La musique a-t-elle une dimension universelle ou des significations diverses suivant les cultures et les peuples ?D. L. : J’ai musique a ceci en commun avec le langage qu’elle est une capacite de l’espece humaine. Tous les etres humains peuvent parler et faire de la musique. Cela n’empeche que l’humanite parle des langues tres diverses et joue des musiques distinctes. Mes capacites humaines seront « phylogenetiquement determinees et culturellement determinantes », nous evoque Dan Sperber3. C’est cela, l’universalisme de la musique. Mon chien Mugi essaie de parler, de chanter meme. Je sens bien qu’il progresse, mais ca ne vient gui?re. J’ai du renoncer : il lui manque une determination phylogenetique.

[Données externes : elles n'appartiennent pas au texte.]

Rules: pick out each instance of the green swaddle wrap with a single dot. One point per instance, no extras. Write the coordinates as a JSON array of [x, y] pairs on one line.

Donc pour repondre a votre question : oui, la musique a une dimension universelle pour le sens que c’est une capacite commune a l’espece humaine. Pour autant, etre universaliste ne signifie pas que l’on cherche a construire une theorie generale d’une musique qui vaudrait de tout temps et en tous lieux. Chaque occasion de musique reste unique et nous l’etudions en tant que telle. Ensuite, nous mettons en serie l’integralite des cas etudies, ainsi, nous voyons si nous pouvons generaliser, ou gui?re. Mais le souci de generalisation n’intervient qu’apres nos observations in situ, sinon le regard reste biaise.

Pourriez-vous donner une illustration concrete, d’une etude que vous meneriez actuellement comme ? D. L. : Depuis 2015, je m’interesse aux pratiques musicales des personnes qui se trouvent en situation de migration forcee. Il y a desormais 1 tri?s afflux de migrants au Pays basque. Ils traversent la peninsule Iberique et se retrouvent a Bayonne, ou l’Institut des sciences humaines et sociales du CNRS vient d’installer notre institut ARI (Afin de Anthropological Research Institute on Music)4.

Cet afflux est remarquablement gere par la ville et par les benevoles regroupes en associations.

il va falloir que i§a se sache : le centre Pausa a accueilli 10 000 migrants en moins d’un an dans une dynamique extremement positive. Dans le cadre de l’institut, nous developpons un planning Afin de comprendre ce qui se a si des migrants font de la musique dans ces lieux de repit.